1. We do not qualify for any need-based financial aid. Why should we work with a college funding strategist?
Paying for college requires more than need-based aid. It often includes school selection for merit-based aid, possibly student jobs (summer and perhaps during the school year), and – especially – optimal use of the family’s assets and income. This includes tax strategies, best sources of money to use, how to negotiate with a school for a better package, etc. It’s very much like creating a mosaic – it’s all about putting together the pieces of your puzzle so that you can pay for all the years of school for all your kids – affordably.
2. What can we expect from BCFS?
You can rely on us to complete all forms accurately and on time. We help reduce your out-of-pocket costs as much as legally possible. And we show you all applicable strategies to pay for education as affordably as possible.

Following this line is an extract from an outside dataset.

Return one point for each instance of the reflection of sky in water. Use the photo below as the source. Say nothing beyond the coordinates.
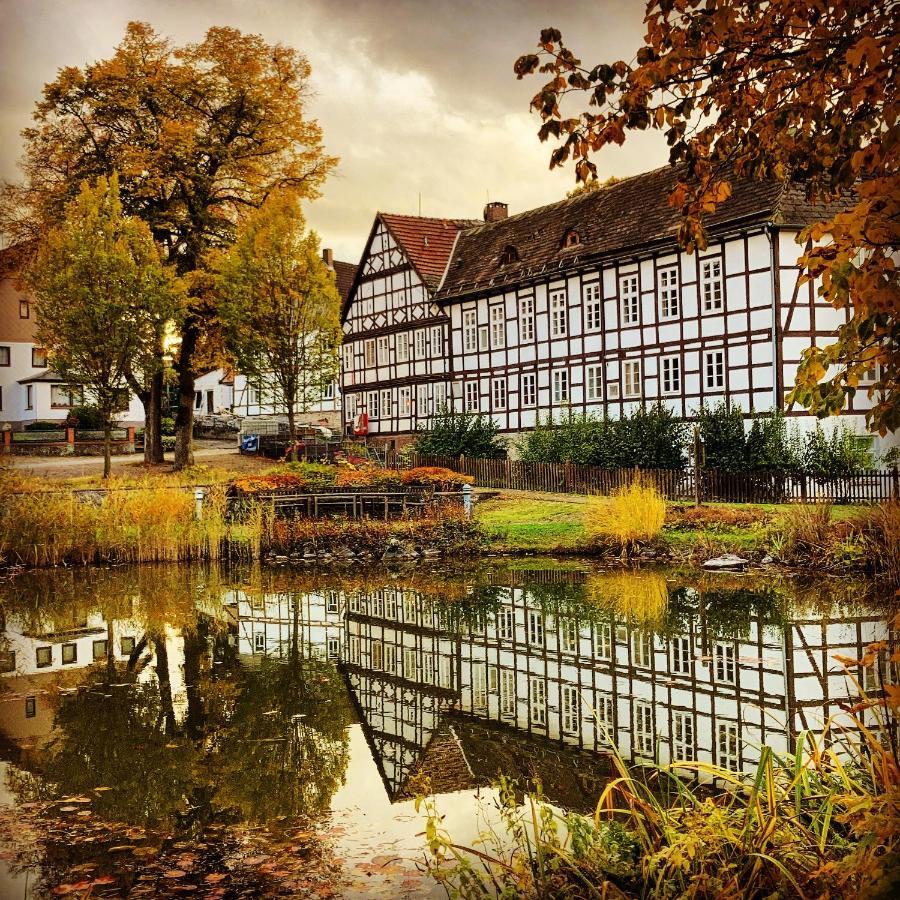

By working with us, you’ll ALWAYS have pro-active advocates looking out for you and working on your behalf. In short, we deliver PEACE OF MIND.
3. What if I use my liquid assets to pay off my car, lower my mortgage, buy a new car, a new real estate property? Will this make me more eligible for financial aid?
The short answer: No. The financial aid formulas look at your overall situation, sometimes over a few years, and are likely to consider your new real estate property and increased equity in your home as “available assets” for funding education.
What may sound logical can actually backfire, because not only have you not reduced the amount considered “available assets” for education, but you have made those assets much more difficult to access.